Matt is a singer and songwriter first. He values simplicity but also loves to incorporate the small details that bring a story to life and make it relatable. Though his songs aren’t devoid of metaphor, you’ll not be left guessing about what the song is about when you’re done listening.

Here are some track highlights:

“Johanna” is a story about a lost woman. The narrator hopes she gets lost the best way that she can.

“Turn the Radio Up”. Is about life together in middle age. It’s more difficult than it was when you were young, but it’s still just as good.

“Jupiter the Flying Horse” is about a Barnum & Bailey circus act stallion who falls in love with someone below his social station.

“The 2nd Law of Thermodynamics” is all about entropy, the certainty that objects in the universe tend toward disorder. This is Mat’s 2nd song based on this particular set of physical laws; it is a follow up to “Memory & the First Law of Thermodynamics” from a few years ago.

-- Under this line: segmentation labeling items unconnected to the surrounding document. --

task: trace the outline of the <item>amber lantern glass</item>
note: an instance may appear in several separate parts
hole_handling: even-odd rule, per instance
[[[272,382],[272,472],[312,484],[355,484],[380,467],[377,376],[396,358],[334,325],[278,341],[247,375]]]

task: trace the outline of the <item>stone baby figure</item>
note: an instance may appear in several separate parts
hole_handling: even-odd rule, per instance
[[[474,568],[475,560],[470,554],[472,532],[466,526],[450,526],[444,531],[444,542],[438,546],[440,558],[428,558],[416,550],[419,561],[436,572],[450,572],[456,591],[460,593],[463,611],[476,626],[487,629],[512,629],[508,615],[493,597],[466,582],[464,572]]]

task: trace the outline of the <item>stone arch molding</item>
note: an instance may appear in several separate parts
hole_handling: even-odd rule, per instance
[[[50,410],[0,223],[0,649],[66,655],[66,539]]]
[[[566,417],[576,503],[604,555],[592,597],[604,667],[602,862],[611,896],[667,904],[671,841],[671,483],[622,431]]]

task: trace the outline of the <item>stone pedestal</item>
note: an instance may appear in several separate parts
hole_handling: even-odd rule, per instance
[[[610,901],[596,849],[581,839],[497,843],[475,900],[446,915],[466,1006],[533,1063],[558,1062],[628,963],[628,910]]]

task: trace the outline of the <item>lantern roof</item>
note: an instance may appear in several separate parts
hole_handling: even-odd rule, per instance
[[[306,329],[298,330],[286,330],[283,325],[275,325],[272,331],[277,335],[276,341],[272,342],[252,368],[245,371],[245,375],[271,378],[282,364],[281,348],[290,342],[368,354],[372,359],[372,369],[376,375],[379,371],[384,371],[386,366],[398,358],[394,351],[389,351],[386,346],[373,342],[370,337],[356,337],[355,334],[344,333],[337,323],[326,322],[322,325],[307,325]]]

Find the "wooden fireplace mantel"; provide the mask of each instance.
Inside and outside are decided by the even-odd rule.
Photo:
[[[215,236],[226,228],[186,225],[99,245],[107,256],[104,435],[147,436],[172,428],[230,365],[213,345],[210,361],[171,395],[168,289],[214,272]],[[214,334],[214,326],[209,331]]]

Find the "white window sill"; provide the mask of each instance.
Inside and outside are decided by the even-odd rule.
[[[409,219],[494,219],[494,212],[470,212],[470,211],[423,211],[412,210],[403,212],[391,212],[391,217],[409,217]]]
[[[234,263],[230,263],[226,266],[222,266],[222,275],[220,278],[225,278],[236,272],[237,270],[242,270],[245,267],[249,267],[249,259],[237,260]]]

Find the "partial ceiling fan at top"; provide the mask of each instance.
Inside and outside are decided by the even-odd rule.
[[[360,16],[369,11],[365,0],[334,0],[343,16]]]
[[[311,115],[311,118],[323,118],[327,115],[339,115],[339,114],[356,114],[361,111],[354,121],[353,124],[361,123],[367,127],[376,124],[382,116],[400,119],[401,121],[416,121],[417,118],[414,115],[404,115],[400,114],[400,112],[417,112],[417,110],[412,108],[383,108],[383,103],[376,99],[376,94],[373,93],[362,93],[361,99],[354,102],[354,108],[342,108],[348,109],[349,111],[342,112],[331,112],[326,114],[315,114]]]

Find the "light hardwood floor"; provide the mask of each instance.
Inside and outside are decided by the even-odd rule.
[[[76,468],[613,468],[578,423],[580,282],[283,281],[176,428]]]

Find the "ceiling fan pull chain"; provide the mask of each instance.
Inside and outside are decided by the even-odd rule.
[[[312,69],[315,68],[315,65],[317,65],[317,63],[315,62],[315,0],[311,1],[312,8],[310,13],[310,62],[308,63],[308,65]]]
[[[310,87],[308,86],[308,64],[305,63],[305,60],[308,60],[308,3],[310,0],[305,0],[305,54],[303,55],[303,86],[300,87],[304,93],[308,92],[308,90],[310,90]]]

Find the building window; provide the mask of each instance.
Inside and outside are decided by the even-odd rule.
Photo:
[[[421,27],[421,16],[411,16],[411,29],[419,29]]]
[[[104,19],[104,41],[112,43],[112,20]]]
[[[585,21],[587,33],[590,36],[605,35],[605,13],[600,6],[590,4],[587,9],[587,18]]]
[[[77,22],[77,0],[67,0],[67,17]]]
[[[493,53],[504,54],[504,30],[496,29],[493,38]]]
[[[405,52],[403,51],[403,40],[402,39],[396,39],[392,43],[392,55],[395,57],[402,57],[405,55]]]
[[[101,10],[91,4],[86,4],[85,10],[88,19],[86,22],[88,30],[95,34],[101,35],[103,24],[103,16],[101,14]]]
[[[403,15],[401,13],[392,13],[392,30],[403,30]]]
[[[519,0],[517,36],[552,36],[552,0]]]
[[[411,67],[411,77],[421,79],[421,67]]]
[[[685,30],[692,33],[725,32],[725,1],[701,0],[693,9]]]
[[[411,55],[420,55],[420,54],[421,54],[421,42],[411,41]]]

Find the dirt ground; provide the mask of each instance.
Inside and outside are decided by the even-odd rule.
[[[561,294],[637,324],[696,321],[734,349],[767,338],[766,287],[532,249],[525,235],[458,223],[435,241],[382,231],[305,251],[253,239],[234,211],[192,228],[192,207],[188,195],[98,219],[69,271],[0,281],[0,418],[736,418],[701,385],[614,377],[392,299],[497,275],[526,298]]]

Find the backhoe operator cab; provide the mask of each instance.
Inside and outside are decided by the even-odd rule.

“Sunny” is a woman trapped in a bad situation. She should split. What does she do?

“Afraid to Speak Her Name” This song is like a little painting. A song that just describes a small scene. No chorus. No instrumental theme. Steve Dawson paints the same picture with a Weissenborn guitar after I finish singing.

Like all Black Hen releases, this record is full of fine musicians making good sounds. Steve Dawson plays the guitar, pedal steel, and Weissenborn, painting musical pictures that are a great counterpoint to the lyrics. Jeremy Holmes adds such fantastic groove, touch and taste on the bass and mandolin. Rock solid Gary Craig lends wonderfully inventive percussion. Keri Latimer’s tuneful and airy voice is a great foil to Matt’s earthy one. Fats Kaplin contributes wizardry on fiddle, ukelele, banjo, and harmonica

With the musical talent that surrounds the songs on this record, heartfelt vocals, and inventive yet relatable subject matter, this is Matt’s best record to date.

This record feels good. I think Matt’s Grandad was right.